Salt of the Earth, Conscience of the Court
Author: John M. Ferren
Publisher: Univ of North Carolina Press
ISBN: 0807876615
Category : Biography & Autobiography
Languages : en
Pages : 592
Book Description
The Kentucky-born son of a Baptist preacher, with an early tendency toward racial prejudice, Supreme Court Justice Wiley Rutledge (1894-1949) became one of the Court's leading liberal activists and an early supporter of racial equality, free speech, and church-state separation. Drawing on more than 160 interviews, John M. Ferren provides a valuable analysis of Rutledge's life and judicial decisionmaking and offers the most comprehensive explanation to date for the Supreme Court nominations of Rutledge, Felix Frankfurter, and William O. Douglas. Rutledge was known for his compassion and fairness. He opposed discrimination based on gender and poverty and pressed for expanded rights to counsel, due process, and federal review of state criminal convictions. During his brief tenure on the Court (he died following a stroke at age fifty-five), he contributed significantly to enhancing civil liberties and the rights of naturalized citizens and criminal defendants, became the Court's most coherent expositor of the commerce clause, and dissented powerfully from military commission convictions of Japanese generals after World War II. Through an examination of Rutledge's life, Ferren highlights the development of American common law and legal education, the growth of the legal profession and related institutions, and the evolution of the American court system, including the politics of judicial selection.
Publisher: Univ of North Carolina Press
ISBN: 0807876615
Category : Biography & Autobiography
Languages : en
Pages : 592
Book Description
The Kentucky-born son of a Baptist preacher, with an early tendency toward racial prejudice, Supreme Court Justice Wiley Rutledge (1894-1949) became one of the Court's leading liberal activists and an early supporter of racial equality, free speech, and church-state separation. Drawing on more than 160 interviews, John M. Ferren provides a valuable analysis of Rutledge's life and judicial decisionmaking and offers the most comprehensive explanation to date for the Supreme Court nominations of Rutledge, Felix Frankfurter, and William O. Douglas. Rutledge was known for his compassion and fairness. He opposed discrimination based on gender and poverty and pressed for expanded rights to counsel, due process, and federal review of state criminal convictions. During his brief tenure on the Court (he died following a stroke at age fifty-five), he contributed significantly to enhancing civil liberties and the rights of naturalized citizens and criminal defendants, became the Court's most coherent expositor of the commerce clause, and dissented powerfully from military commission convictions of Japanese generals after World War II. Through an examination of Rutledge's life, Ferren highlights the development of American common law and legal education, the growth of the legal profession and related institutions, and the evolution of the American court system, including the politics of judicial selection.

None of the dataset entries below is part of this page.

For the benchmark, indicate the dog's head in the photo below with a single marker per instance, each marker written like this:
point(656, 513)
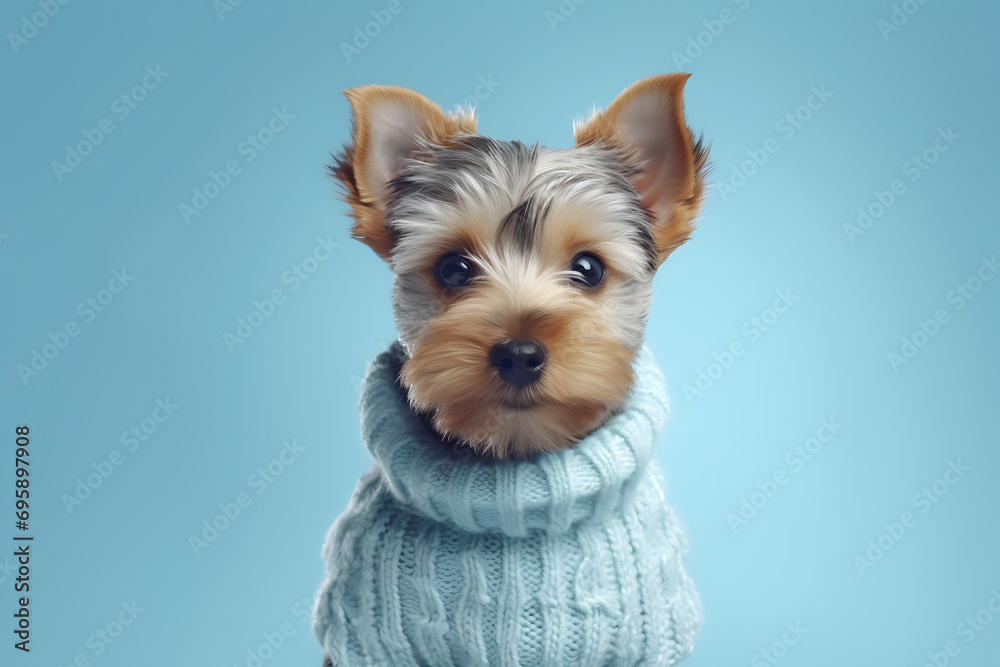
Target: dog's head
point(523, 274)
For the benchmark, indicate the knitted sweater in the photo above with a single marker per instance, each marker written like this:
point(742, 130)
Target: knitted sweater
point(569, 558)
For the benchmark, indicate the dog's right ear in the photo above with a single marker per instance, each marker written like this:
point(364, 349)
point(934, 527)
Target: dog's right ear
point(389, 124)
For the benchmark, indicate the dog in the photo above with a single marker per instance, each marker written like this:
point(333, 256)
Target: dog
point(522, 274)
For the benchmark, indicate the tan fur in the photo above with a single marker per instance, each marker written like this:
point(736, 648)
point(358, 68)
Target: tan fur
point(588, 372)
point(685, 169)
point(352, 168)
point(449, 375)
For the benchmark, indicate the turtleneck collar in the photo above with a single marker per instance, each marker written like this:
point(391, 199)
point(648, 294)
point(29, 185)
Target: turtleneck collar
point(550, 492)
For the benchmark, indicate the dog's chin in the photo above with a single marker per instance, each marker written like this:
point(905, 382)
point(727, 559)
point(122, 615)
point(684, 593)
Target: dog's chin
point(516, 428)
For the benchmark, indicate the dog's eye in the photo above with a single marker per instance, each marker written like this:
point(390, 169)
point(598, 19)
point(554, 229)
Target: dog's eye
point(454, 271)
point(589, 270)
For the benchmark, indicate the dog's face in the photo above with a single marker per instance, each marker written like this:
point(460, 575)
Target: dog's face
point(523, 274)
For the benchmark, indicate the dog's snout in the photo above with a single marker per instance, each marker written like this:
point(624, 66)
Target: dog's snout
point(519, 362)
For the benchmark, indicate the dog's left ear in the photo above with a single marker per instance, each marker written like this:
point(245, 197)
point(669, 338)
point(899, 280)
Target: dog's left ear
point(647, 120)
point(389, 124)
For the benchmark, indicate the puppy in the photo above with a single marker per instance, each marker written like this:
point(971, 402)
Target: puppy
point(523, 274)
point(523, 284)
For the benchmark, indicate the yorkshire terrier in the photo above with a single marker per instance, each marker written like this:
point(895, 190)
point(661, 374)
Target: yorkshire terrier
point(523, 274)
point(523, 283)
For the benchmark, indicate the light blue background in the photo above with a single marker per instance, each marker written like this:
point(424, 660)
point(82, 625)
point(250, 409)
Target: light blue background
point(296, 376)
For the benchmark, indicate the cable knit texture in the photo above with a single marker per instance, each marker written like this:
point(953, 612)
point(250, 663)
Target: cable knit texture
point(569, 558)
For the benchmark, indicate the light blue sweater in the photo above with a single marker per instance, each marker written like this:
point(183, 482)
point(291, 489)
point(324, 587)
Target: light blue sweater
point(569, 558)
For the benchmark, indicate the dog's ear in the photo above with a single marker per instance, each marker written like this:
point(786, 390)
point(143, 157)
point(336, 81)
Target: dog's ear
point(647, 121)
point(389, 123)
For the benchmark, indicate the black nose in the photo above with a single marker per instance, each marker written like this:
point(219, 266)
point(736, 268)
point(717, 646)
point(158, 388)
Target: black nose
point(519, 362)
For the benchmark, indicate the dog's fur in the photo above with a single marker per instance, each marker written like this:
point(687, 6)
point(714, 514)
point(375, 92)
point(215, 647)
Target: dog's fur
point(422, 184)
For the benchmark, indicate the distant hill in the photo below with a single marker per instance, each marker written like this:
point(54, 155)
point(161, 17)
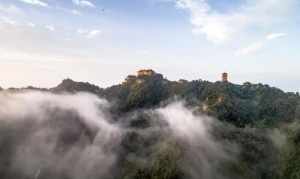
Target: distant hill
point(253, 131)
point(247, 104)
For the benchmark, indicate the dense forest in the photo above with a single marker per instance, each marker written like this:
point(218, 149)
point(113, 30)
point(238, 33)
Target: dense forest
point(149, 127)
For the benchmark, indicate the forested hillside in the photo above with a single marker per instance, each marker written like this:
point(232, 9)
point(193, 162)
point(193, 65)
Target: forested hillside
point(166, 130)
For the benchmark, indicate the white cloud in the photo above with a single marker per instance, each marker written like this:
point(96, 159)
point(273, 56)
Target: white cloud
point(35, 2)
point(7, 20)
point(255, 47)
point(273, 36)
point(220, 27)
point(75, 12)
point(83, 3)
point(30, 24)
point(50, 27)
point(252, 48)
point(10, 9)
point(89, 33)
point(93, 33)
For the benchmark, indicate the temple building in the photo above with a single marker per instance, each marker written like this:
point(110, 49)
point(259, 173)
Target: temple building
point(225, 77)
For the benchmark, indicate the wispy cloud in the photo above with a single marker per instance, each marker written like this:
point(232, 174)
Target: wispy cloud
point(50, 27)
point(7, 20)
point(273, 36)
point(252, 48)
point(257, 46)
point(220, 27)
point(75, 12)
point(10, 9)
point(35, 2)
point(89, 33)
point(84, 3)
point(30, 24)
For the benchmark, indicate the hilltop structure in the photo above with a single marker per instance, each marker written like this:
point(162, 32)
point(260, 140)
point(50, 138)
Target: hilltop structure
point(145, 72)
point(224, 77)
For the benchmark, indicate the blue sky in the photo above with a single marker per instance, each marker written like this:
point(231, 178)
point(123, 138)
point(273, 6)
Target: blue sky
point(102, 41)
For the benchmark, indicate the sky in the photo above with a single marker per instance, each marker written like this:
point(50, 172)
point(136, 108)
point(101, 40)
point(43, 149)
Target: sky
point(103, 41)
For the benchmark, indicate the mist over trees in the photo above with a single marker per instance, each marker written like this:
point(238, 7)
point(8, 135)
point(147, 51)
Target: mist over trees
point(150, 128)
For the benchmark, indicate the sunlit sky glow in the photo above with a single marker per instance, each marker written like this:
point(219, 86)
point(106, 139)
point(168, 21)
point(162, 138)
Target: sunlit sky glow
point(102, 41)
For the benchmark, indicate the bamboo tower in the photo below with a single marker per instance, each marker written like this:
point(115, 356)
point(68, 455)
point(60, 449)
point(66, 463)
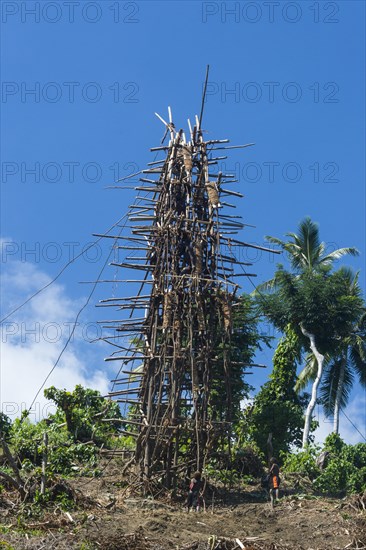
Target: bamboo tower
point(183, 246)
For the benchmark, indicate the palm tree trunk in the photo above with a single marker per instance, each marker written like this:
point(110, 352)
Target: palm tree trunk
point(310, 408)
point(337, 402)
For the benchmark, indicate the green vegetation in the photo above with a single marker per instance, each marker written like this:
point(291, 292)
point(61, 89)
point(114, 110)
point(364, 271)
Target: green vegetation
point(321, 314)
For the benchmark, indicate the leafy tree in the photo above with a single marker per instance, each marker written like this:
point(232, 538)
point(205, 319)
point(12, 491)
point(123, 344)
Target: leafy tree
point(321, 309)
point(310, 299)
point(245, 340)
point(277, 409)
point(305, 251)
point(5, 425)
point(347, 362)
point(83, 411)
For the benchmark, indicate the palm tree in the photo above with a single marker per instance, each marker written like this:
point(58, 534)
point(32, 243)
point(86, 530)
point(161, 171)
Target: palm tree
point(308, 258)
point(305, 251)
point(347, 363)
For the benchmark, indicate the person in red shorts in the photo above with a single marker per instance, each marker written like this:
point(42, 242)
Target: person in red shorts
point(274, 481)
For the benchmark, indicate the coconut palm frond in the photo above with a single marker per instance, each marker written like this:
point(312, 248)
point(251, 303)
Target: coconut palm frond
point(329, 387)
point(307, 374)
point(357, 356)
point(337, 254)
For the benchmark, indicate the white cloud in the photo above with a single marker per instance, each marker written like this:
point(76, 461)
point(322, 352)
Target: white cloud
point(33, 338)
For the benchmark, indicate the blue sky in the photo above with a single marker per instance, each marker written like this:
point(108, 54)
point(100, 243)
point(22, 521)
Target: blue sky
point(288, 76)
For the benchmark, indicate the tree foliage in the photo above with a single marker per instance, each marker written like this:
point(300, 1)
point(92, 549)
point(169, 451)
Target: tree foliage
point(84, 411)
point(277, 409)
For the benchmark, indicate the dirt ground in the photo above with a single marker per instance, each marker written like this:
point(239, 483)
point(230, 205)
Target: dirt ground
point(109, 518)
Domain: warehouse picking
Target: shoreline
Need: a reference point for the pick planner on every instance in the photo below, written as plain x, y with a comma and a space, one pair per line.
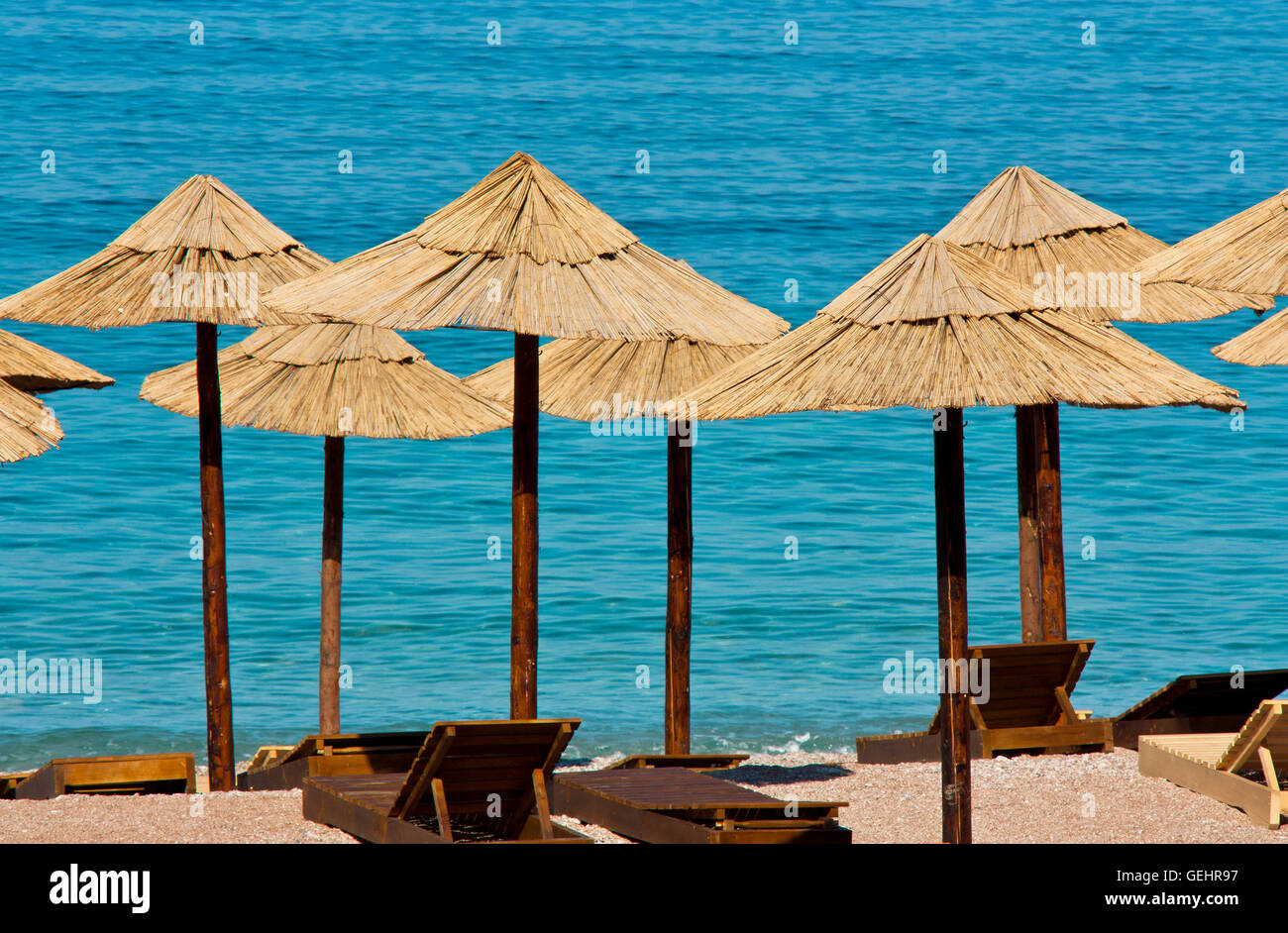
1083, 798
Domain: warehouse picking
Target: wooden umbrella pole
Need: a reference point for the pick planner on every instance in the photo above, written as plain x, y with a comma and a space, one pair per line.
214, 579
951, 559
333, 536
523, 601
1030, 547
1050, 523
679, 593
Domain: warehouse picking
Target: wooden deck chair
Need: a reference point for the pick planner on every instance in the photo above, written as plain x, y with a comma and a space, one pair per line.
162, 774
471, 781
9, 782
1225, 765
697, 762
283, 768
1199, 703
677, 804
1028, 708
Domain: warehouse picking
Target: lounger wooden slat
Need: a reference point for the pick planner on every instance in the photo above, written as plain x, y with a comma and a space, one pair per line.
158, 774
677, 804
1199, 703
468, 781
1028, 708
283, 768
9, 782
1240, 769
698, 762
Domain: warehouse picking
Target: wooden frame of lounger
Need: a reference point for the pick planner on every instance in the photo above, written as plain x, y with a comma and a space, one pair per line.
9, 782
283, 768
678, 804
696, 761
162, 774
1028, 709
462, 771
1199, 703
1210, 764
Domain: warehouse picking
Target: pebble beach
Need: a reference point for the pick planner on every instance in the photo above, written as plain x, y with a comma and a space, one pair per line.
1087, 798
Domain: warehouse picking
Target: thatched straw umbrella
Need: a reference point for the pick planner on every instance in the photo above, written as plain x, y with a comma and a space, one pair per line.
333, 381
522, 252
27, 428
936, 327
1082, 255
584, 379
1248, 250
202, 255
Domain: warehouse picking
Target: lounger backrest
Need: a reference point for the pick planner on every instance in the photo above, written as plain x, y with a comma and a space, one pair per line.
1022, 679
484, 766
1203, 695
355, 743
1267, 729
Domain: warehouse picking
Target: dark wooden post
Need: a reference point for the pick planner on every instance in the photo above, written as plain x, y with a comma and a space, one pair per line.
679, 585
1037, 460
333, 546
1030, 549
1051, 524
523, 601
951, 559
214, 578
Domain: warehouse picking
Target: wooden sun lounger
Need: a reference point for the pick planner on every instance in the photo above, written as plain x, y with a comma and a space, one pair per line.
1028, 708
1225, 765
697, 762
1198, 703
471, 781
162, 774
283, 768
9, 782
682, 806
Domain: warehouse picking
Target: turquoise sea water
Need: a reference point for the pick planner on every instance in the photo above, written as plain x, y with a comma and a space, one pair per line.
767, 162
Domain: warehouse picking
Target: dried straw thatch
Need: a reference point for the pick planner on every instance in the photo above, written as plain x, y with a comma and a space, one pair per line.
1266, 344
522, 252
333, 379
201, 255
580, 376
936, 327
27, 428
34, 368
1030, 227
1247, 253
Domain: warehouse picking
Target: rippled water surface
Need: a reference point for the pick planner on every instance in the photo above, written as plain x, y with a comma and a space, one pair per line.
767, 162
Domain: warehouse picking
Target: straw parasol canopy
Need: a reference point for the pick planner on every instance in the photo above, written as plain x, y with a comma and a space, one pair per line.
1244, 253
580, 376
1249, 249
201, 255
27, 426
1078, 257
601, 379
167, 266
936, 327
333, 381
1038, 231
1266, 344
522, 252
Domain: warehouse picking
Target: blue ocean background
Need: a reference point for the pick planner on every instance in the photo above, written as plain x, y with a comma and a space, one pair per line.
767, 162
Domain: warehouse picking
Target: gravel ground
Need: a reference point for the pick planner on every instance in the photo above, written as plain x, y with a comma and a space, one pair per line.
271, 816
1094, 798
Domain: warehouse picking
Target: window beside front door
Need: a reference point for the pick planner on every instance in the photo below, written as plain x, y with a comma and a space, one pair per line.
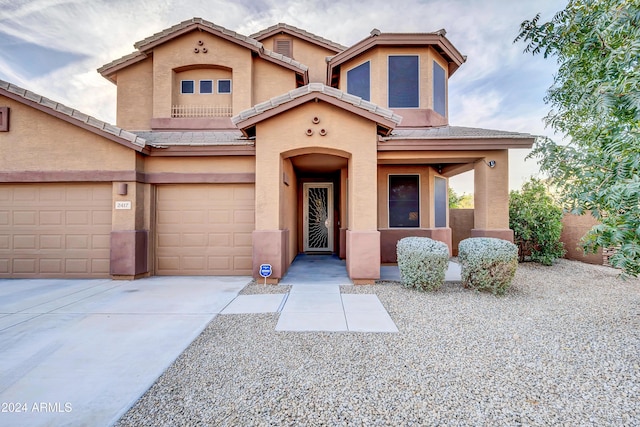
441, 201
359, 81
404, 81
404, 201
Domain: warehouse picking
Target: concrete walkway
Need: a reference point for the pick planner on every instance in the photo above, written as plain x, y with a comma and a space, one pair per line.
315, 302
81, 352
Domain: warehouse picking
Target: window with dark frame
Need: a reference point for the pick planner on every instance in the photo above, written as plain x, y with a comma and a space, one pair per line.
404, 201
187, 86
404, 81
439, 90
359, 81
224, 86
206, 86
440, 201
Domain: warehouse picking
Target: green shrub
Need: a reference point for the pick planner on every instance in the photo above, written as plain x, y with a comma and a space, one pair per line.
487, 264
536, 221
423, 262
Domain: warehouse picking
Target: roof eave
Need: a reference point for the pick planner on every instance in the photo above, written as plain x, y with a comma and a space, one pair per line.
457, 143
385, 125
453, 56
108, 71
140, 147
275, 30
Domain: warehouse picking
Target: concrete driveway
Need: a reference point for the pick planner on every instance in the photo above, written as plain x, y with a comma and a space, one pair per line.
81, 352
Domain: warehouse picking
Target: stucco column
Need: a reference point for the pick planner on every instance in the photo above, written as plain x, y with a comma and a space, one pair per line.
270, 241
491, 197
363, 237
130, 230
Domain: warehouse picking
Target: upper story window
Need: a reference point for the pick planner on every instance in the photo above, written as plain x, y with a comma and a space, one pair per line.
404, 201
187, 86
206, 86
404, 81
439, 90
359, 81
224, 86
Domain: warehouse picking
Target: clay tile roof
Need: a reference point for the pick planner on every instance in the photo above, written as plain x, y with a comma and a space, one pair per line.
203, 138
185, 26
71, 115
125, 60
316, 88
142, 44
282, 27
454, 132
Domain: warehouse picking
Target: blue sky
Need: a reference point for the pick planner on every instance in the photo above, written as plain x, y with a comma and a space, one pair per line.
53, 47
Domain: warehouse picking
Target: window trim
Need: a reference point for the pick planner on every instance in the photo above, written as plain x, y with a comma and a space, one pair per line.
444, 88
218, 86
353, 68
389, 83
200, 87
419, 177
193, 82
446, 201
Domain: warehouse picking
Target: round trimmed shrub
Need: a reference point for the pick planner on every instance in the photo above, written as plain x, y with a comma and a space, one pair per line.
487, 264
423, 262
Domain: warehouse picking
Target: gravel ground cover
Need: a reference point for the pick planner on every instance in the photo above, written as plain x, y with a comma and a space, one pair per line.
562, 347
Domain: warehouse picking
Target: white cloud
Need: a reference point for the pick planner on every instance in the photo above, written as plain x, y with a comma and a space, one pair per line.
494, 89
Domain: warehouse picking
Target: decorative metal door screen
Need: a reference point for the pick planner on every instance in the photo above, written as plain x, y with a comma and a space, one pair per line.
318, 216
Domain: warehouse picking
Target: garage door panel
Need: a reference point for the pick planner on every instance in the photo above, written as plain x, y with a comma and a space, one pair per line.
50, 218
214, 223
55, 230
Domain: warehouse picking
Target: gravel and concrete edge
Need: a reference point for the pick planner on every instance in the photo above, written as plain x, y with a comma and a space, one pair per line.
562, 347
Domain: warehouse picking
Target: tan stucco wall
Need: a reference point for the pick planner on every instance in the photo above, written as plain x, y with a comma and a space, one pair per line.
311, 55
135, 96
379, 72
491, 192
347, 135
270, 80
179, 52
40, 142
461, 222
217, 164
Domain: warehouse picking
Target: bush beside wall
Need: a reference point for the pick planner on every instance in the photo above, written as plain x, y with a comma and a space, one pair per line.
422, 262
487, 264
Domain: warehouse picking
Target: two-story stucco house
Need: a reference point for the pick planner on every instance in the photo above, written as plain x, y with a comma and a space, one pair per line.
232, 151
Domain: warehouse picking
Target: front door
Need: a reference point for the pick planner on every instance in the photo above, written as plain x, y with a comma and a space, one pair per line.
318, 217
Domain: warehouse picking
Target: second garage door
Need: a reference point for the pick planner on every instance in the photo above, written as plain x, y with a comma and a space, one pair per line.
55, 230
204, 229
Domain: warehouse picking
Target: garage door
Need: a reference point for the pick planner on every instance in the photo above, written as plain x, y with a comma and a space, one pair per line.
204, 229
55, 230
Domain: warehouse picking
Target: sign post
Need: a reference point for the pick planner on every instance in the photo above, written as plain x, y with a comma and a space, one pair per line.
265, 271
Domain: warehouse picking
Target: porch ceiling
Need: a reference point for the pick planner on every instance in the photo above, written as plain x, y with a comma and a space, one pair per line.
318, 163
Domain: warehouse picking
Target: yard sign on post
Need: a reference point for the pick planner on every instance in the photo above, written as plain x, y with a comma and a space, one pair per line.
265, 271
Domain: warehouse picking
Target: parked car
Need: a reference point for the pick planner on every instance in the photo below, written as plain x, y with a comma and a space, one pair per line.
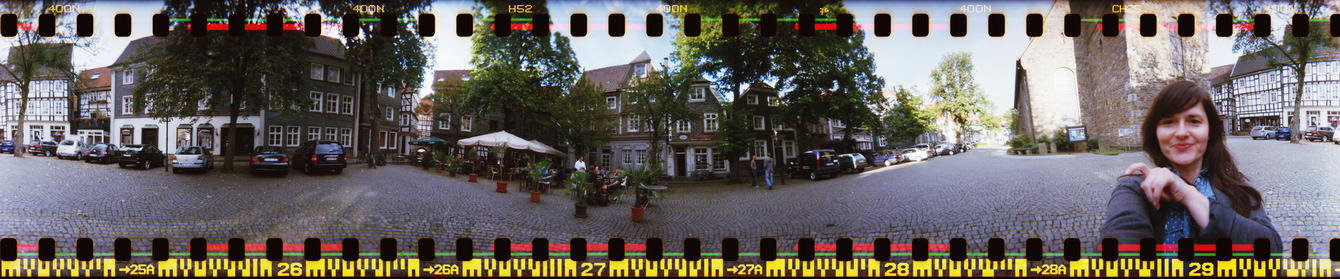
46, 148
914, 154
103, 153
851, 162
1319, 133
1262, 132
192, 157
270, 158
142, 156
320, 156
816, 162
887, 157
945, 149
71, 149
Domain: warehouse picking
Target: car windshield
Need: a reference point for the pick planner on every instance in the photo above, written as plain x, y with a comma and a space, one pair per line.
268, 150
328, 149
192, 150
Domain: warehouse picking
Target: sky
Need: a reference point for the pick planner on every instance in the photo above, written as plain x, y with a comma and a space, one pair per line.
901, 58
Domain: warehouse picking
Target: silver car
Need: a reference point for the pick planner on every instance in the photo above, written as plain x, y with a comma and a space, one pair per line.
1262, 132
192, 157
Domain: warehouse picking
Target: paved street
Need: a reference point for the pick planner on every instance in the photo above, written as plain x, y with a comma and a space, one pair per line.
977, 195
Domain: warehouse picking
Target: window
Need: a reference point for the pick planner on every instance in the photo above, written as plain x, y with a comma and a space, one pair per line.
760, 148
331, 102
718, 162
316, 101
789, 148
276, 136
698, 94
347, 105
332, 74
314, 133
126, 105
634, 124
445, 124
291, 138
709, 122
318, 71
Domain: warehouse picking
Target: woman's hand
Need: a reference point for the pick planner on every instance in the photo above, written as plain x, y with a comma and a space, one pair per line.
1162, 184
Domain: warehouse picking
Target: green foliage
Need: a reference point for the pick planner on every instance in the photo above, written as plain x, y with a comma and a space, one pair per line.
956, 91
580, 118
906, 120
517, 75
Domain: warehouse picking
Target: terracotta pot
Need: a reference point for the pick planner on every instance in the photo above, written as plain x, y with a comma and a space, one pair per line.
637, 213
580, 211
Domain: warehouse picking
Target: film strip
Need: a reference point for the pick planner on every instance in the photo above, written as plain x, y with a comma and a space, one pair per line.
905, 255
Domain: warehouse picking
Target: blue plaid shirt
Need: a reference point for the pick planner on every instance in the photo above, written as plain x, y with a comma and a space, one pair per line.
1177, 224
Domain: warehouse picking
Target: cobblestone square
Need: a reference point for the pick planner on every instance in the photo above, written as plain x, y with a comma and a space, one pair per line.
978, 195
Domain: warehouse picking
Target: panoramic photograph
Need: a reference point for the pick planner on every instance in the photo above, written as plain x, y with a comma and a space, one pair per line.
669, 138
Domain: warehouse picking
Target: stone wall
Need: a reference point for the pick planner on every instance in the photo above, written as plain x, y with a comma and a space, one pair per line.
1120, 75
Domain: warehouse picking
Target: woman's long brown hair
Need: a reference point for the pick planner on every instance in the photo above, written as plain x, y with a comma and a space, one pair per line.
1222, 171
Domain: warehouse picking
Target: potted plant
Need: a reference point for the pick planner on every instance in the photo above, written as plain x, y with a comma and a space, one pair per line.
500, 150
580, 185
536, 173
639, 179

Verdict According to Conscience
Constitutional Conscience
Author: H. Jefferson Powell
Publisher: University of Chicago Press
ISBN: 0226677303
Category : Law
Languages : en
Pages : 161
Book Description
While many recent observers have accused American judges—especially Supreme Court justices—of being too driven by politics and ideology, others have argued that judges are justified in using their positions to advance personal views. Advocating a different approach—one that eschews ideology but still values personal perspective—H. Jefferson Powell makes a compelling case for the centrality of individual conscience in constitutional decision making. Powell argues that almost every controversial decision has more than one constitutionally defensible resolution. In such cases, he goes on to contend, the language and ideals of the Constitution require judges to decide in good faith, exercising what Powell calls the constitutional virtues: candor, intellectual honesty, humility about the limits of constitutional adjudication, and willingness to admit that they do not have all the answers. Constitutional Conscience concludes that the need for these qualities in judges—as well as lawyers and citizens—is implicit in our constitutional practices, and that without them judicial review would forfeit both its own integrity and the credibility of the courts themselves.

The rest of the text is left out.